Karina Lignelli
A evolução do mercado de trabalho, que registrou no segundo trimestre a menor taxa de desemprego (6,9%) desde dezembro de 2014, mais o aumento da renda (9,5%) e, em consequência, do consumo das famílias (1,3%), mostram que a economia está aquecida. O resultado do PIB, divulgado na última terça-feira (03) pelo IBGE, confirma isso, com alta de 1,4% entre abril e junho. O destaque no período foi Serviços, com alta de 1%.
Porém, esse crescimento puxado pelo consumo tende a fazer a inflação disparar, desenhando um cenário propício para o Banco Central subir a taxa básica de juros (Selic). Essa análise das perspectivas para a economia foi apresentada pelos economistas Solange Srour e Luciano Telo, do banco de investimentos suíço UBS Global Wealth Management, em reunião do Comitê de Avaliação de Conjuntura da Associação Comercial de São Paulo (ACSP).
A resiliência da atividade econômica e do mercado de trabalho explica o tom de cautela nos comunicados do BC, sugerindo novas altas para os juros. Atualmente, o Índice de Preços ao Consumidor Amplo (IPCA), considerado a inflação oficial do país, está em 4,5% em 12 meses, limite superior da meta estabelecida pelo BC.
“A inflação ainda está dentro da banda, mas o mercado está precificando que o BC vai começar um ciclo de aumento de juros, pois a inflação de Serviços permanece como ponto de atenção (5,1% em agosto)”, disse Solange.
Para Ulisses Ruiz de Gamboa, economista da ACSP, com a inflação no teto da meta, já é possível prever um aumento de 0,25 ponto percentual na Selic na próxima reunião do Copom.

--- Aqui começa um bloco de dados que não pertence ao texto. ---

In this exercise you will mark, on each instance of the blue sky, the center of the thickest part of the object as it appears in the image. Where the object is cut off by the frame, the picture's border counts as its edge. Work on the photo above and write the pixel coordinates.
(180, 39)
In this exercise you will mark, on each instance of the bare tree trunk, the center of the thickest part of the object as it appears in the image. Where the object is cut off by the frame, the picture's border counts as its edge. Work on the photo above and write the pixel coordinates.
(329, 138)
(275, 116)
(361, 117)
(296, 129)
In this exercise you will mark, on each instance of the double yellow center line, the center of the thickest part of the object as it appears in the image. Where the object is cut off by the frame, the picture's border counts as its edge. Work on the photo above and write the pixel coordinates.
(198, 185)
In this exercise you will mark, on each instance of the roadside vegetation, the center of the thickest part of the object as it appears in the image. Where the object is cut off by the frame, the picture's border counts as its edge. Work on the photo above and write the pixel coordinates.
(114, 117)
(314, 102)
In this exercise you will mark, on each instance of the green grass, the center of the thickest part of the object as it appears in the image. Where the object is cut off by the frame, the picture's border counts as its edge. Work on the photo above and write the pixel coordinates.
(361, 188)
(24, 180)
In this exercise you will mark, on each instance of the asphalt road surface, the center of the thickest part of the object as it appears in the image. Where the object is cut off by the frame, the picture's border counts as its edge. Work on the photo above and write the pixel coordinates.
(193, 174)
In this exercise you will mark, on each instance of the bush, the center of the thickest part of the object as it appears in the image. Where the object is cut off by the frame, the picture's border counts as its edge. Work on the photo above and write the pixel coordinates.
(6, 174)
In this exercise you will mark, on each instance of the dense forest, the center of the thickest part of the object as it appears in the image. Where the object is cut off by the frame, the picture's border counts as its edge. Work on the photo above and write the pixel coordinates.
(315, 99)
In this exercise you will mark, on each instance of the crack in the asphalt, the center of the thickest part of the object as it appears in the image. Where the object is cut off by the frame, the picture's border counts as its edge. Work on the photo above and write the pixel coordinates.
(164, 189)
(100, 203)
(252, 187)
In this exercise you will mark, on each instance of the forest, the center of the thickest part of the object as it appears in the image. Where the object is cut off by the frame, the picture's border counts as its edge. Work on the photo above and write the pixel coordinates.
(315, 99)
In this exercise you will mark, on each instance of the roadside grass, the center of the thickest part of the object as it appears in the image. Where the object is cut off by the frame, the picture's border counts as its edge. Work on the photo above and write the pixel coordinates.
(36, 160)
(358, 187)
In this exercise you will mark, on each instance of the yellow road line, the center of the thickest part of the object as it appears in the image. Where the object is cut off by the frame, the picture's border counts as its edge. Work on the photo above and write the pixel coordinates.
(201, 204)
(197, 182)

Segundo ele, juros elevados travam a economia, mas são um remédio amargo para segurar os preços. “O setor de Serviços está crescendo acima do potencial. Obviamente, não dá para crescer sempre estimulando o consumo com programas de transferência de renda, não é sustentável”, explicou Gamboa.

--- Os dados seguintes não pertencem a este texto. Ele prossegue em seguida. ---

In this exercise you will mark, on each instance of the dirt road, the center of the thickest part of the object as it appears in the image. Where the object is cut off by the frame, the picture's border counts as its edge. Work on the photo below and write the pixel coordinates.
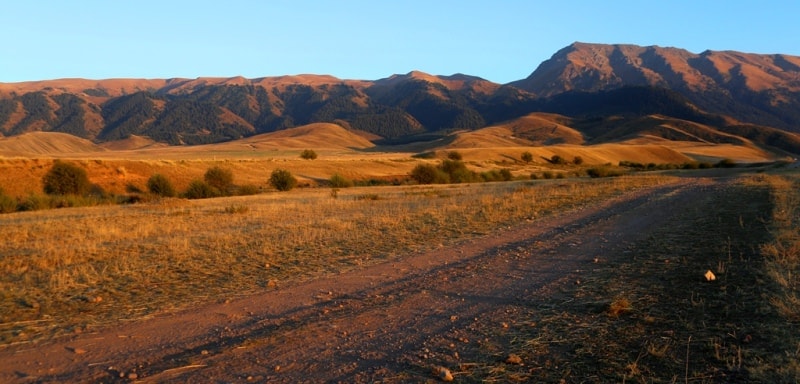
(389, 322)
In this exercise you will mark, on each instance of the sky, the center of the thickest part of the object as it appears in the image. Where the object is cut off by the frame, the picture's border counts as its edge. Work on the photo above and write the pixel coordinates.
(501, 41)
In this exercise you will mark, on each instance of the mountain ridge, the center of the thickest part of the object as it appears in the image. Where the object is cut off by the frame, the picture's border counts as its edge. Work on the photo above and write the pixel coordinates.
(743, 93)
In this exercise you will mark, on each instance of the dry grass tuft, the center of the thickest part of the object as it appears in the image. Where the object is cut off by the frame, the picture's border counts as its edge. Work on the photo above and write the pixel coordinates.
(170, 253)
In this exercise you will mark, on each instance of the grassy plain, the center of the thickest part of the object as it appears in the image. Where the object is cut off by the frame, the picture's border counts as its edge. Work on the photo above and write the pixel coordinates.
(69, 270)
(651, 316)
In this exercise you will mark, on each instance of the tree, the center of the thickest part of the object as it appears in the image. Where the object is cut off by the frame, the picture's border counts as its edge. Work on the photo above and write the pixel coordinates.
(66, 179)
(158, 184)
(527, 157)
(282, 180)
(219, 178)
(308, 154)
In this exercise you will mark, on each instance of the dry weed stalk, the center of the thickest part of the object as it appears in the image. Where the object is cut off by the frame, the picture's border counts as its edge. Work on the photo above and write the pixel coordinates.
(146, 258)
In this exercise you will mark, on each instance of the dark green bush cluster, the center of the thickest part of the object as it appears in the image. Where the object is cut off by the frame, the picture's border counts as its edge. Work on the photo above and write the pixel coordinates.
(66, 179)
(497, 175)
(724, 163)
(282, 180)
(159, 185)
(217, 182)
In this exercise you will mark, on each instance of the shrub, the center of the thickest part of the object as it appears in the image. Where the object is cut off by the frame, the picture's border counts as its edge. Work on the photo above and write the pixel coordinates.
(159, 185)
(604, 172)
(457, 171)
(236, 208)
(66, 179)
(34, 203)
(282, 180)
(425, 174)
(505, 174)
(199, 189)
(219, 178)
(556, 159)
(308, 154)
(527, 157)
(339, 181)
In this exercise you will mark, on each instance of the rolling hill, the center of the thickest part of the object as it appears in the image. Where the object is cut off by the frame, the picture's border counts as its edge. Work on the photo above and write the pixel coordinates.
(601, 94)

Além da atividade econômica, pesa nas análises do BC as incertezas locais, como a alteração da meta de superávit primário. O governo continua na expectativa de fechar com déficit zero em 2024, mas pode ter dificuldade em cumprir o resultado primário, segundo Solange.

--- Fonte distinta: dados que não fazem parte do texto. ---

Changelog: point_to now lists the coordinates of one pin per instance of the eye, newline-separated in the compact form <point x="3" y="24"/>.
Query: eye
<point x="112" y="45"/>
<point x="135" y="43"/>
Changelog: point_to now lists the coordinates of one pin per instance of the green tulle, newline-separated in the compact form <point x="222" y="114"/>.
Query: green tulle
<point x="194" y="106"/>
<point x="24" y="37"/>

“Tudo depende de o governo finalizar o ano com orçamento organizado o suficiente e também de criar um ambiente político razoável para evitar pautas-bomba”, disse a economista. “Um choque de juros pode desacelerar muito o PIB e trazer mais desestabilização da dívida. É um ajuste que pode ser necessário, porque realmente podemos ter inflação acima da meta, mas é uma política fiscal muito complicada”, alertou.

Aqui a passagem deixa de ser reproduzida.